KAMPALA - Uganda's central bank raised its main lending rate by another 50 basis points to 9.0% on Friday and signalled that it could tighten policy further if inflationary pressures persist.

The Bank of Uganda has now raised the rate by 250 basis points this year to try to tame inflation.

Consumer prices have been driven higher by soaring fuel and food costs that the government of President Yoweri Museveni has blamed on the lingering after-effects of the COVID-19 pandemic and the war in Ukraine.

Annual headline inflation hit 7.9% in July from 6.8% in June.

"The economy continues to face strong cost-push inflation pressures from external environment, dry weather conditions and exchange rate depreciation amidst weak domestic demand," Deputy Governor Michael Atingi-Ego told a news conference.

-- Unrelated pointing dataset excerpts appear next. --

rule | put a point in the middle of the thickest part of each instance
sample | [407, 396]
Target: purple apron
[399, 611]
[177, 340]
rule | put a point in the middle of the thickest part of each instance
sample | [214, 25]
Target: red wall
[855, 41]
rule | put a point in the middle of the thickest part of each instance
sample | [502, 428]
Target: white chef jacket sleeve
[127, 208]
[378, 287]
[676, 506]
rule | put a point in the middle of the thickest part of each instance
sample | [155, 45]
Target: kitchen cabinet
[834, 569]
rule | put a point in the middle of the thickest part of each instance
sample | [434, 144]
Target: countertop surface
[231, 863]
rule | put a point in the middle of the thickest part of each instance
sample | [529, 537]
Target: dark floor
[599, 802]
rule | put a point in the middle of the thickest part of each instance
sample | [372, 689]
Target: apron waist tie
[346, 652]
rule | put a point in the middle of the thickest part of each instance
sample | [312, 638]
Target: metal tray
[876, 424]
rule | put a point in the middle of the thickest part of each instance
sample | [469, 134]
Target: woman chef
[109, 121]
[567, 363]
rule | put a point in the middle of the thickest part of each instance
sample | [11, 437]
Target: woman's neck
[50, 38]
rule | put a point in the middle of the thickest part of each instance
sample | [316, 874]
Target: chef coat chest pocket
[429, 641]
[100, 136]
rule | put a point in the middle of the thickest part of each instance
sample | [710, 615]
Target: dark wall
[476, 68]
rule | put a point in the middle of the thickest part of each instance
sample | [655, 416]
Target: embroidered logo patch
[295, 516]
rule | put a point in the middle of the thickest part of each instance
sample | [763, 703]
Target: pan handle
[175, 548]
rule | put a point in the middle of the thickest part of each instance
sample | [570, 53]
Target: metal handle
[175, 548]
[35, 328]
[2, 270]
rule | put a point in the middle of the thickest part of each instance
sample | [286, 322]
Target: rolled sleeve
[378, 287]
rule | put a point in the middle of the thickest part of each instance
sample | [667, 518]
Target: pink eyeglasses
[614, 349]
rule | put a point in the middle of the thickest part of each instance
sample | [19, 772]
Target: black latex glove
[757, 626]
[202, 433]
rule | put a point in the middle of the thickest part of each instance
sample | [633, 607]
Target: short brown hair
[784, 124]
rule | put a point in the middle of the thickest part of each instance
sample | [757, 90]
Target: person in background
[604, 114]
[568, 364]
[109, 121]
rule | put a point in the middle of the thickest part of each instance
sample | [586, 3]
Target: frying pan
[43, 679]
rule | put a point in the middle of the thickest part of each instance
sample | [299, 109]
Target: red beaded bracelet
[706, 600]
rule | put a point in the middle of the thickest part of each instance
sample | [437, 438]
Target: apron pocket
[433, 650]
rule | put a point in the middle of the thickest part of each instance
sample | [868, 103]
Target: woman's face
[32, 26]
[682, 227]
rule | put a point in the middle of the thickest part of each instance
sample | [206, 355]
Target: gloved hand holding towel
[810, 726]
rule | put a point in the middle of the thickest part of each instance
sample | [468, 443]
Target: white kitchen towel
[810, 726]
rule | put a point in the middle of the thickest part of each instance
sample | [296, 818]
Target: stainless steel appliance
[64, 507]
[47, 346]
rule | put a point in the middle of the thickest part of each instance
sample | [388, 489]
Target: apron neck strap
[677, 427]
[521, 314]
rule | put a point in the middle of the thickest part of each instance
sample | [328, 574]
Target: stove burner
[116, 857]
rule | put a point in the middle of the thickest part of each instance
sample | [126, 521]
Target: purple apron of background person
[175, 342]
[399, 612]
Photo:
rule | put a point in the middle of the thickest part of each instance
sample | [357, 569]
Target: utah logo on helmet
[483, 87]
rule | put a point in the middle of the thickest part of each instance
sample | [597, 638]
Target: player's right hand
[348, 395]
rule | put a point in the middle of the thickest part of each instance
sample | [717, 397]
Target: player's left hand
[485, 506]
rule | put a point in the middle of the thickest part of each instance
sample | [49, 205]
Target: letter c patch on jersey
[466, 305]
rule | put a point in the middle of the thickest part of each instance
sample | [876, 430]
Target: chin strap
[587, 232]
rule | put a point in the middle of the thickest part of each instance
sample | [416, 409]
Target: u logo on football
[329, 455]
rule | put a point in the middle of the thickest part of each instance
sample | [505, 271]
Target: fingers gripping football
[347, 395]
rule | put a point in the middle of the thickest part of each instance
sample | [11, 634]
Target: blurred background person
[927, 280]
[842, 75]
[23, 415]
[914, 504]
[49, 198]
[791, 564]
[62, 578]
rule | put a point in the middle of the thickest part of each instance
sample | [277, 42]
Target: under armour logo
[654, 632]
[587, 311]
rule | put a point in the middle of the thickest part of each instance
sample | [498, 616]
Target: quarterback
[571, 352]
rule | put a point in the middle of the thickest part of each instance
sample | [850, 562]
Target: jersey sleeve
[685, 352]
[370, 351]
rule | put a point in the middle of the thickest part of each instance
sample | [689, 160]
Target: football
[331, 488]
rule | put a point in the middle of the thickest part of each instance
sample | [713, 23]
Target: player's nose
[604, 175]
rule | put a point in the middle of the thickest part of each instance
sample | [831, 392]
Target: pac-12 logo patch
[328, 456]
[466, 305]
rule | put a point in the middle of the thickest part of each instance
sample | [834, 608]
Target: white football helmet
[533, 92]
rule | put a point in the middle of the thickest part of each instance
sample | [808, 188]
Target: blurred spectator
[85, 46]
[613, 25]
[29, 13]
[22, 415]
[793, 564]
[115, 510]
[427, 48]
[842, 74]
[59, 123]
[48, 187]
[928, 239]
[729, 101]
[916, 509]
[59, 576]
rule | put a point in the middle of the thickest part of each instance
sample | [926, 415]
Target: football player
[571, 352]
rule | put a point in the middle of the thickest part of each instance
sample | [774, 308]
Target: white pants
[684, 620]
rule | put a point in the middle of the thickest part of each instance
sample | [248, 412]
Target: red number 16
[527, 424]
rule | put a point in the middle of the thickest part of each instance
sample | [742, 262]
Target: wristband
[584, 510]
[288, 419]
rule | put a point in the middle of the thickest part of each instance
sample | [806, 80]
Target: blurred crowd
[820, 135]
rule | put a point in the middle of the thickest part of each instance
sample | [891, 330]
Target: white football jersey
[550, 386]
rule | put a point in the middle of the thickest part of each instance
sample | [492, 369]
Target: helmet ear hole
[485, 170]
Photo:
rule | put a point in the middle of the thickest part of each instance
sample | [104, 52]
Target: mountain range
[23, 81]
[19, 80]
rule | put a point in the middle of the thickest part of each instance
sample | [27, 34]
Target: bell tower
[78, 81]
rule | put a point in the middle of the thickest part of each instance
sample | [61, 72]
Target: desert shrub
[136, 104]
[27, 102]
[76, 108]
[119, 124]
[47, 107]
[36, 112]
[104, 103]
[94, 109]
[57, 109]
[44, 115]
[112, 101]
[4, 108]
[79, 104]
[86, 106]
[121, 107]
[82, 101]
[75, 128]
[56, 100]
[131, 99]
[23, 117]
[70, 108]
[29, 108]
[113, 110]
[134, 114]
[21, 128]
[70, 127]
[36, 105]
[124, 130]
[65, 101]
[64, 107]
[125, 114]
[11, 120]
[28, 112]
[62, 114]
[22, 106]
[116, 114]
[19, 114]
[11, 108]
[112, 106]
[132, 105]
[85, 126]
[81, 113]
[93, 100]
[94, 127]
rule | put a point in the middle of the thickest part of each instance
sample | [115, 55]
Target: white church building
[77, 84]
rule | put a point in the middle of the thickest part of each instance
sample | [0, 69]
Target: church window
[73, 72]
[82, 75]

The central bank targets core inflation of 5% over the medium term.

The bank lowered this year's economic growth forecast to 2.5% to 3%, from a previous forecast of 4.5% to 5%, reflecting higher costs of production linked to fuel and transportation.

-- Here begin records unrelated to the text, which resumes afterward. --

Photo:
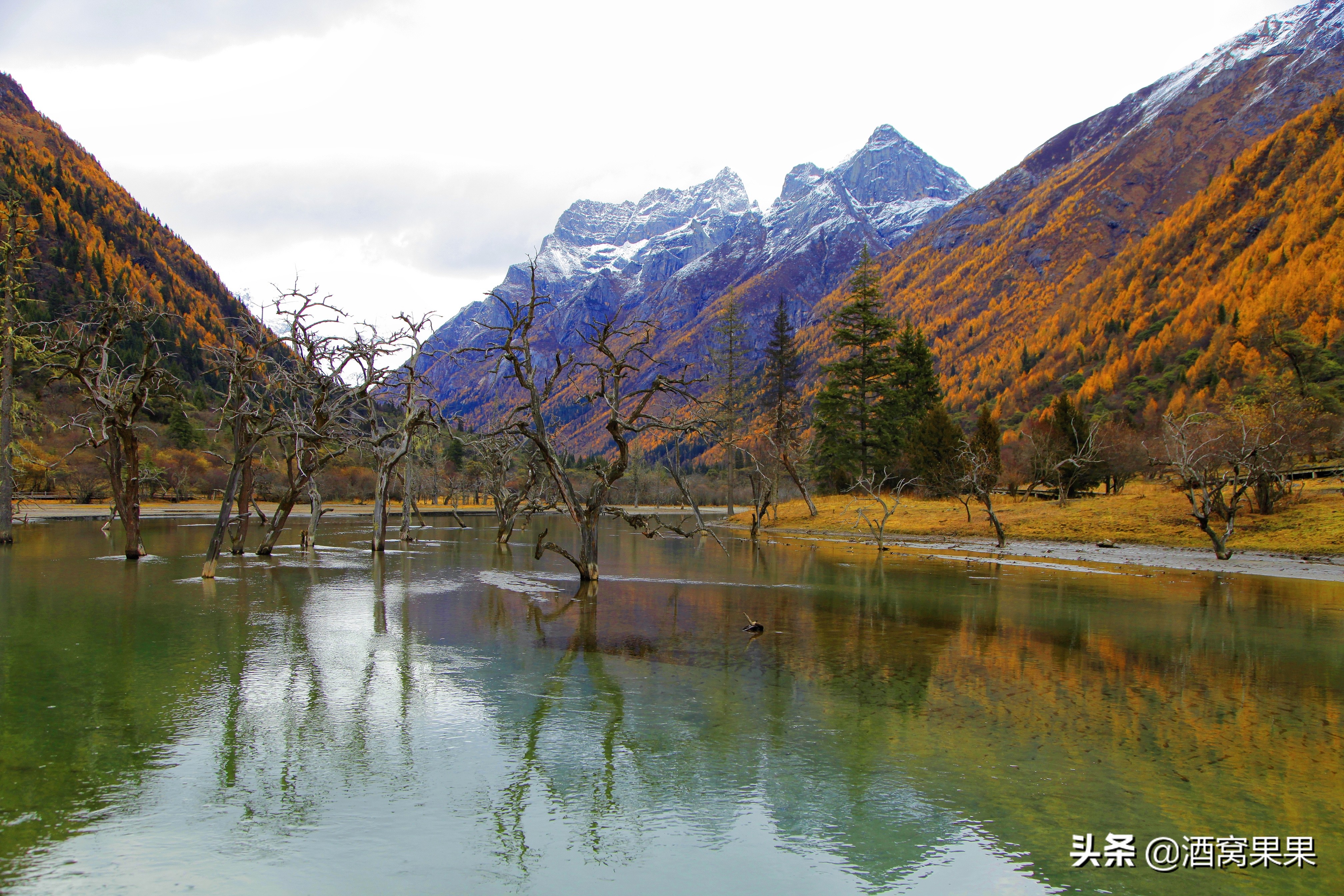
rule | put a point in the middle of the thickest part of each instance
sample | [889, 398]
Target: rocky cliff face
[674, 252]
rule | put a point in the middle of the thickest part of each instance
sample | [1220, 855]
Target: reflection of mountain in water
[884, 708]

"The risks to the growth outlook are tilted to the downside, including the emergence of global recession, ... a further decline in consumer confidence, heightened exchange rate volatility and extended weakening of investor optimism," Atingi-Ego said.

Growth is projected to recover to 6.5% to 7% a year over the medium term, supported by public and private investments in the oil sector, he added.